Automated data collection
Web content is increasing at a rapid pace. For instance, millions of webpages and social media posts are created and added to the web jungle daily. Since the beginning of cyber OSINT, the major challenge was the sheer volume of data researchers must analyze carefully to find the desired results. Using AI tools, we can gather large amounts of data quickly and efficiently without requiring manual intervention by the researchers. Some OSINT use cases require collecting different types of data, such as server logs, financial transactions logs and data generated from Internet of Things (IoT) sensors. Utilizing AI-powered tools can aid in this endeavor.
There are many AI tools for scraping web content; most are commercial — you should always check their features and customer reviews before buying one. Here are two free services:
AnyPicker is a free web data scraper comes as a Chrome extension.
The Bardeen Scraper service allows sending scraped web content into other applications (Google Sheets, Notion, or Airtabl) for analysis automatically and without writing any code.
Other popular AI-powered web scraping services are diffbot and Import.io.
Sentiment analysis tools
Most of these tools are commercial; however, there are still popular and reliable tools for performing sentiment analysis at no cost! Here are some popular free and open-source tools:
spaCy is a free, open-source library for advanced natural language processing (NLP) in Python. It can help you build applications that can extract large-scale information from various sources or build natural language understanding systems.
Another free web scraper and data sentiment library, Pattern can be trained to extract data from Google, Twitter and Wikipedia.

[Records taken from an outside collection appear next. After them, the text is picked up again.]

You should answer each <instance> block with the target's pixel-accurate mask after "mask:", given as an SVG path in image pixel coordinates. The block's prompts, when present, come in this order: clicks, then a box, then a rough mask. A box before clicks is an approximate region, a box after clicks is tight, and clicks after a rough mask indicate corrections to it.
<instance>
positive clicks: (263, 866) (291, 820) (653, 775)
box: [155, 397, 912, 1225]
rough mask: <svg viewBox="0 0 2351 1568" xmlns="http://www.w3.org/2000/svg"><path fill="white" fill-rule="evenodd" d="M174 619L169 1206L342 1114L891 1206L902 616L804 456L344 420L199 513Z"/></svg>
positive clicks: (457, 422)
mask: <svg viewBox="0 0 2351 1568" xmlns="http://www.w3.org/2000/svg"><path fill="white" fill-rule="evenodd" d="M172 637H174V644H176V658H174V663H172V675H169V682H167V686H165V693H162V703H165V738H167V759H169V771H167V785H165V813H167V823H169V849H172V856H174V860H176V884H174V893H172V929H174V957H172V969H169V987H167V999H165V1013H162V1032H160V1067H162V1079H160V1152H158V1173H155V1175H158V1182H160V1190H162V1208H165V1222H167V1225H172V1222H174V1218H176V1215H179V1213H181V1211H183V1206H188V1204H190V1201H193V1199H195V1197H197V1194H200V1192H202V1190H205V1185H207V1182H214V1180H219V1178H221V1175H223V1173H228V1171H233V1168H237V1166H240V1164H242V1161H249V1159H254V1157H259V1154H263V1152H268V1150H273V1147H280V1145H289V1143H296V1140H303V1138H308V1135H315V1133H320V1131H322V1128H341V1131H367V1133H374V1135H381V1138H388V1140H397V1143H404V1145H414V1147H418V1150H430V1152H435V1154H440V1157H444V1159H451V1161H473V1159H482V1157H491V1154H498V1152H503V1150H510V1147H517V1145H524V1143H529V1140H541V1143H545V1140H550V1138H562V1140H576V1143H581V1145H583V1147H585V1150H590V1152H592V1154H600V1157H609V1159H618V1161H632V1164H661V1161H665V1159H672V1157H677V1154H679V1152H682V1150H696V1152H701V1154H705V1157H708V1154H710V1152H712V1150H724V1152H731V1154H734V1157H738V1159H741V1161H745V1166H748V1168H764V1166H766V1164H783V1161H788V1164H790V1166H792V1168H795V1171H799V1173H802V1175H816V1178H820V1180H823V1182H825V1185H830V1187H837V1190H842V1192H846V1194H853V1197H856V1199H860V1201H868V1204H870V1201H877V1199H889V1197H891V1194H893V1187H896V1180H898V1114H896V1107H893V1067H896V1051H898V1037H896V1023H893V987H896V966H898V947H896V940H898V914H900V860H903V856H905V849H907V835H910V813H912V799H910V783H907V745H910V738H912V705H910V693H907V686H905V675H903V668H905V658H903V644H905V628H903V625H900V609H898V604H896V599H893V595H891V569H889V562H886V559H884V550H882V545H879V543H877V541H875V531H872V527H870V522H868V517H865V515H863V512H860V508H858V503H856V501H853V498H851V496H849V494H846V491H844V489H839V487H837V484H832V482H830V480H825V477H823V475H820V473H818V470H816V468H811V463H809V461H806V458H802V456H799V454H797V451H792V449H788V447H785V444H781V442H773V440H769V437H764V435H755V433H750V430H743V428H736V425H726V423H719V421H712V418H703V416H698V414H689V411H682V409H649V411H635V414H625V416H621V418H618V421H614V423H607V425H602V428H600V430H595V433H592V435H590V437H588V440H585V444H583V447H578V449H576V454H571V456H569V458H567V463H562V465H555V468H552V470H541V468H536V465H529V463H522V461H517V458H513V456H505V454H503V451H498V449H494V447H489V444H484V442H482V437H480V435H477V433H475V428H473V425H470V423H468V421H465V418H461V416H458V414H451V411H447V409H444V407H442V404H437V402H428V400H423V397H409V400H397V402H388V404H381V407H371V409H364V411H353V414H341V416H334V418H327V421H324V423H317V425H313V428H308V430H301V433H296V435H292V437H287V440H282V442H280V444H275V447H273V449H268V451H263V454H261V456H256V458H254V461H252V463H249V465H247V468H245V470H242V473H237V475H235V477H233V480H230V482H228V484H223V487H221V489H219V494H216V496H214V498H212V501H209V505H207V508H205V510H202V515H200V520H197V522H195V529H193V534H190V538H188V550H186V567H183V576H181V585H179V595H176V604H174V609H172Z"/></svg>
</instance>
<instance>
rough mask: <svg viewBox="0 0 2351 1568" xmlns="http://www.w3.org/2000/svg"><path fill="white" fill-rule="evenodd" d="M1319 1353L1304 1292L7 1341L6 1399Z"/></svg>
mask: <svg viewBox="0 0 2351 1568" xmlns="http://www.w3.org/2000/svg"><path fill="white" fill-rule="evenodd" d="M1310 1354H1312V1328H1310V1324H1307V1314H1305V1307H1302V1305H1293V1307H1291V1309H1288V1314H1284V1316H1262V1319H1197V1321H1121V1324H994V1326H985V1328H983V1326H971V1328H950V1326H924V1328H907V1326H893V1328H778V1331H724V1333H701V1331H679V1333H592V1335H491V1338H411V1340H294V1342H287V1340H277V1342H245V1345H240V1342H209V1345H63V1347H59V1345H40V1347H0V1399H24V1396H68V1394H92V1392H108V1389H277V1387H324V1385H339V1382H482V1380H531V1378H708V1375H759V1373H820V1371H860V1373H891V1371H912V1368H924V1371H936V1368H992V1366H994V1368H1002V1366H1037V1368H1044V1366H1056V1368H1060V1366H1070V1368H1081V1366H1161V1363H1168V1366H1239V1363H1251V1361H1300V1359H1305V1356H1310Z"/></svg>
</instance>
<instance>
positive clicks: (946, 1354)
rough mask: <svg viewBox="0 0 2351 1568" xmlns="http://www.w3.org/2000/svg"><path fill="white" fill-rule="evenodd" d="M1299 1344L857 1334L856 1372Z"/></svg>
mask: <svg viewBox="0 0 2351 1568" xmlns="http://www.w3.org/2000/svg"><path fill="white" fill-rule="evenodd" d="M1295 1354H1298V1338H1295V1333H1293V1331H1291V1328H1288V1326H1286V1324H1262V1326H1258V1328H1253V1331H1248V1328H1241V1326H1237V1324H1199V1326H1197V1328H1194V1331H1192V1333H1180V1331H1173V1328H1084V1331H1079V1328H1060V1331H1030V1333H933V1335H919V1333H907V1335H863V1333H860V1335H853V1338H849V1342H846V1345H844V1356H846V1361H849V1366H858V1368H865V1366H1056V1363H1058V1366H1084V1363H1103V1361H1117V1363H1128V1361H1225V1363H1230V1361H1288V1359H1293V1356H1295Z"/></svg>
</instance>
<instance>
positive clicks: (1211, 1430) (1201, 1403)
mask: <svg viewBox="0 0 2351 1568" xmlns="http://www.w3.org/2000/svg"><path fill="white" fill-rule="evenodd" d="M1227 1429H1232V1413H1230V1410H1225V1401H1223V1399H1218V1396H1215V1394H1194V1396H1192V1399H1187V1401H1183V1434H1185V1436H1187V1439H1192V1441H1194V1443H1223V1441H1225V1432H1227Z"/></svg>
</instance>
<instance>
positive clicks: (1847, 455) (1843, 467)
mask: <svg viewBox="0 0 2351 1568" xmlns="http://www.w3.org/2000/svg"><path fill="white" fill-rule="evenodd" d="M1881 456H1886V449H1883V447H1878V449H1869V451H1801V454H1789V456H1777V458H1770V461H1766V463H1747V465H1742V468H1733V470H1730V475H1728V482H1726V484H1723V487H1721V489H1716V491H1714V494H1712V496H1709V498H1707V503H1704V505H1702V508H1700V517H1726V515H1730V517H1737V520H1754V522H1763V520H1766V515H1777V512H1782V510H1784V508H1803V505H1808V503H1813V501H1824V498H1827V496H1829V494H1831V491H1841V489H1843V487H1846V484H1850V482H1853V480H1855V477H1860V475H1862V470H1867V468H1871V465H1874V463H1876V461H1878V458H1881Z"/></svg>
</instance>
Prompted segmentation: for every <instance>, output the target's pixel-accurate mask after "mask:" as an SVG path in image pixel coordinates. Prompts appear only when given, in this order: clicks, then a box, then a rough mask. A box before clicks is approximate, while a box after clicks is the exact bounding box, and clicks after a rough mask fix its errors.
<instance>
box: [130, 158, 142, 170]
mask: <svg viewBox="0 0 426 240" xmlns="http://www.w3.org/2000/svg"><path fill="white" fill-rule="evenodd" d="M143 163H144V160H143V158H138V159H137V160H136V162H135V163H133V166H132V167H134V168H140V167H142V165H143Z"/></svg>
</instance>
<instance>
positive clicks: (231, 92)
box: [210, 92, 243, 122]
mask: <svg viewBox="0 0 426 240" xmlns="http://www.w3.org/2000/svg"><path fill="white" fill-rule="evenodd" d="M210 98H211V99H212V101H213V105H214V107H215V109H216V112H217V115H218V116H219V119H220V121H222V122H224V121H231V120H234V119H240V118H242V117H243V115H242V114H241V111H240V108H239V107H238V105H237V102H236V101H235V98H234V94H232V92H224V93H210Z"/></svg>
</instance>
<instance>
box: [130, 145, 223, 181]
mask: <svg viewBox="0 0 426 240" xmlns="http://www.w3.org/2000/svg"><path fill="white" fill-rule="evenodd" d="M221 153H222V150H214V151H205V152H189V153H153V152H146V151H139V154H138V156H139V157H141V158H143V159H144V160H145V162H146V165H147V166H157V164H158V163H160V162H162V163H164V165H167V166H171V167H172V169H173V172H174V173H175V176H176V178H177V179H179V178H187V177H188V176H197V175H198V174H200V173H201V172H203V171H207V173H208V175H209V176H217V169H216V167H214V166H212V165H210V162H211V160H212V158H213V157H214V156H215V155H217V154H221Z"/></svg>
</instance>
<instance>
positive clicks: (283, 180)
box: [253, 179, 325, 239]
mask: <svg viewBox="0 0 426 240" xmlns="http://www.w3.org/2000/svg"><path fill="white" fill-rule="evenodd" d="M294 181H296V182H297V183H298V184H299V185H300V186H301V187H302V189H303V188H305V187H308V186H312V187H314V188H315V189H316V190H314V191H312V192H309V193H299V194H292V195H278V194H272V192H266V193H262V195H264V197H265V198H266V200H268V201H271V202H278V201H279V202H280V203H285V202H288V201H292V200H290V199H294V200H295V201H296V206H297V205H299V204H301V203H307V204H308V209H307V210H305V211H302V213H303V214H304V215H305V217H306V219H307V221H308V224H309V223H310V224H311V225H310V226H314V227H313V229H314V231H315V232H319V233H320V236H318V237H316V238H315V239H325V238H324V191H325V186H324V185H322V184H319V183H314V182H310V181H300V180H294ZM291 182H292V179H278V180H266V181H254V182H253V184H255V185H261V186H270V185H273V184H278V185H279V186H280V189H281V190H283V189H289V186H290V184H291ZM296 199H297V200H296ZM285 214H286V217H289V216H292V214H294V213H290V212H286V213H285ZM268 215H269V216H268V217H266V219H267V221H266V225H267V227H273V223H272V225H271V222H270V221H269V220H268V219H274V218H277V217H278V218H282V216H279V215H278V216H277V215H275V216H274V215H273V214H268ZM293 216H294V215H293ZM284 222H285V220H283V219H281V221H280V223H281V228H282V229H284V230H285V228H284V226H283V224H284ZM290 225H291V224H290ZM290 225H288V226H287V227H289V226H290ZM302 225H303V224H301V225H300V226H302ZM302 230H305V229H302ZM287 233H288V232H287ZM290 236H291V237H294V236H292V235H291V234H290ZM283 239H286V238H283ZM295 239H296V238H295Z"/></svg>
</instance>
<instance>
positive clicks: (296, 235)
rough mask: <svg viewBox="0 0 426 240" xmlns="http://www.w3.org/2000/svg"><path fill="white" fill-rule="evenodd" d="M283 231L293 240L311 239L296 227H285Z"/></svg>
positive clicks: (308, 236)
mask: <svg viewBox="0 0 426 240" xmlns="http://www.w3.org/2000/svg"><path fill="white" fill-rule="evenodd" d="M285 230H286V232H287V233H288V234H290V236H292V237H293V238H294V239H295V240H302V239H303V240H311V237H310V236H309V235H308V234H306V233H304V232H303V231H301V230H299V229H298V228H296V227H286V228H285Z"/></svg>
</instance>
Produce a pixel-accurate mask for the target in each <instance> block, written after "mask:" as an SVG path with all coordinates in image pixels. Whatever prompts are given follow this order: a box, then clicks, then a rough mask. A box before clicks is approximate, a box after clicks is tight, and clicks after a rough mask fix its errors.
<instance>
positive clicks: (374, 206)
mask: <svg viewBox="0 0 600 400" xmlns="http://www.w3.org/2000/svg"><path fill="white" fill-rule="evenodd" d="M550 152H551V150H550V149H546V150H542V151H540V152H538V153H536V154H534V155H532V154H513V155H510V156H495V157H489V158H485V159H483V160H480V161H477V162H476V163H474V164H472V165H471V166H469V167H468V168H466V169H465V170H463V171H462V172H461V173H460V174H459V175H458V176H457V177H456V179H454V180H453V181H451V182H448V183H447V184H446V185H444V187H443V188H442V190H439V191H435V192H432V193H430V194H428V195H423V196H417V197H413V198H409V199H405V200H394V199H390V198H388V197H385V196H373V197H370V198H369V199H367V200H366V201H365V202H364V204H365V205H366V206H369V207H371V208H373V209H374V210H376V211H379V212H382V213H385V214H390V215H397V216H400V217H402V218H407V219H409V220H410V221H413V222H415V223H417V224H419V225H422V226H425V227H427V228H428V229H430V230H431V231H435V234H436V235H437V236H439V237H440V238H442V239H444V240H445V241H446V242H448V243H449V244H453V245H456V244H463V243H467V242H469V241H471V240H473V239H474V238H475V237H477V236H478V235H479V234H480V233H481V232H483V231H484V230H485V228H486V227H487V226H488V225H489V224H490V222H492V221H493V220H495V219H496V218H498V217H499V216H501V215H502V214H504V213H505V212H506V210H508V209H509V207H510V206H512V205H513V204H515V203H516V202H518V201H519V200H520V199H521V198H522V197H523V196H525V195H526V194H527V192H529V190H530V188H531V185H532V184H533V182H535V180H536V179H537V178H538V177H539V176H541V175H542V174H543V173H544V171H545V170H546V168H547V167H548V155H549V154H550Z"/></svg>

As the volume of digital data produced every second increases, traditional intelligence-gathering techniques will soon become insufficient. Leveraging AI-powered tools to gather and analyze data becomes a must. This allows OSINT investigators to focus their time on higher-level evaluation and assessment of intelligence rather than being overwhelmed by the lower-level tasks of finding and organizing relevant data. AI techniques like natural language processing, computer vision, and machine learning can help structure, parse and label the massive volume of unstructured data we can get during our investigations. Furthermore, AI technology shows promise for identifying manipulated or fake content, like doctored images and videos, fabricated news, and false social media engagement.